Schiller carries himself with impressive dignity, justifying his outdated, paradigmatic view on literature, and the world in and outside of books. He punches away on a typewriter during set working hours, attends the occasional reading or publication opening, but otherwise keeps to himself, save for regular visits from his daughter (Lili Taylor). Langella commands the role with staggering warmth offered by his deep, affecting voice. His presence onscreen is not to be ignored, and should probably receive some award consideration.

Schiller places most of his attention on his 40-year-old daughter, Ariel, who has resolved to have a child with or without a steady partner. She patches things up with ex-lover Casey (Adrian Lester), who initiated their previous break-up by insisting he didn’t want to have children, and he still doesn’t want them. Dependent but also independent, we see how she relies on her father for guidance and also how strongly she fights for her own desires. Taylor acts with sensitive quietness, as she often does; I’ve never really noticed her acting before, as it always strikes me as mousy.
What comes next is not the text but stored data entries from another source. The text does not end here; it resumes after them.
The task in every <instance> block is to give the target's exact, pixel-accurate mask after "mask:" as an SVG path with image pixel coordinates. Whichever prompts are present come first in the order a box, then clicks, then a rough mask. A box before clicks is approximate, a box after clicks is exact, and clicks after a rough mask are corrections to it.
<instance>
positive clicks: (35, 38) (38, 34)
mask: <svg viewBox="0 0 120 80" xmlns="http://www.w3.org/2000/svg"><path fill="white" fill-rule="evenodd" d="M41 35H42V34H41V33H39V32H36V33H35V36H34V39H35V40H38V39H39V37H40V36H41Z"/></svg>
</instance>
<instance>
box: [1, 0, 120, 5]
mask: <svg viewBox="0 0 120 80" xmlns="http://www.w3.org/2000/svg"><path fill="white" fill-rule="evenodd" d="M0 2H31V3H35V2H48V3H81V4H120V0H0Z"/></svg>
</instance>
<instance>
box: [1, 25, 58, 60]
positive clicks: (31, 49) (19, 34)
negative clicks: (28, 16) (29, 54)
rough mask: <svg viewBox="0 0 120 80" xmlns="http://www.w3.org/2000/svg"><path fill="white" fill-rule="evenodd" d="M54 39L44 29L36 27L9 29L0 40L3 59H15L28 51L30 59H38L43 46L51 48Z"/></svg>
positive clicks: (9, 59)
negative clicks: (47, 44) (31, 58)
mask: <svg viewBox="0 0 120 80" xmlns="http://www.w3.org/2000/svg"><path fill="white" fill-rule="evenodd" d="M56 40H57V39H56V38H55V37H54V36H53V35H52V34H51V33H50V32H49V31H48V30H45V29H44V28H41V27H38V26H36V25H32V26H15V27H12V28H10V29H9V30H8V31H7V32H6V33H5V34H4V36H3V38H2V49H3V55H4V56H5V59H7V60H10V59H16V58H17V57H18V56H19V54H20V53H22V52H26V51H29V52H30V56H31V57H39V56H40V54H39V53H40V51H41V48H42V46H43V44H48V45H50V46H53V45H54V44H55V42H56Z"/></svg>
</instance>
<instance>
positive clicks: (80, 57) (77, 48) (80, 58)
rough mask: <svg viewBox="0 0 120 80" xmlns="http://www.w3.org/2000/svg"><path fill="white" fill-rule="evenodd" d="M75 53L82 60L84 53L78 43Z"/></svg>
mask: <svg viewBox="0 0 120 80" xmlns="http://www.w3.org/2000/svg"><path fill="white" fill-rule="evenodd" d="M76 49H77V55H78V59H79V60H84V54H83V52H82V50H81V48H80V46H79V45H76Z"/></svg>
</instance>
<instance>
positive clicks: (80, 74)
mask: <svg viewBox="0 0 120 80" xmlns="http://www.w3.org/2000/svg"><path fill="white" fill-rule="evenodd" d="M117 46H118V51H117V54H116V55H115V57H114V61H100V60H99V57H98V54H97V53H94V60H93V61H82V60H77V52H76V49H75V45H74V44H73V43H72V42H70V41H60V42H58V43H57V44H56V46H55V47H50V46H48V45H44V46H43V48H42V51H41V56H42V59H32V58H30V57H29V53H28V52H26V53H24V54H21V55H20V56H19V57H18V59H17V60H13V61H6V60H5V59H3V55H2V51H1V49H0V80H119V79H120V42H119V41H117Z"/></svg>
Here she’s surprising in her naturalistic performance, in part due to the fine script by Wagner and co-writer Fred Parnes. Her character bears a long-established animosity toward her father, since he chose writing over parenting, thus leaving his daughter feeling abandoned—and that’s to say nothing of his long dead wife, whom Schiller seems to be perpetuating onto Ariel. He sees his wife everywhere, particularly in his admiration for Heather. With two women, Ariel and now Heather, in his life, he finds signs of remembrances of his wife within them both. And perhaps that’s why he allows Heather’s romantic advances to continue, despite his initial hesitance.

The scenes between Langella and Ambrose are filmed without the strangeness we might expect from such a deliberate age difference. Langella plays such an undeniably sweet and admirable man, while Ambrose’s character is more suspect and lost, even though she appears to command herself. The movie’s theme is about women’s freedom and the men who hold them back. We feel Heather, while admiring Schiller’s strong women characters in his books, might be twisting in the wind while getting to that point herself. And yet, it’s clear the two love each other deeply, so that their most intimate moment is not a sex scene (Wagner has too much class for that), but rather a scene where the two lay fully clothed on a bed.

Based on the novel by Brian Morton, the story is self-indulgent and pretentious, characteristics which are further emphasized by cinematographer Harlan Bosmajian’s pointedly small-scale digital photography. It has the look, feel, and pace of an independent movie trying too hard to be profound. However, behind the sometimes cliché characters are wonderful performances that are undeniably hypnotizing and multilayered. Looking past the superficial problems, I found myself absorbed in the development of a writer, who at the end of his life, in spite of having every motive to give up, has found reasons enough to keep going.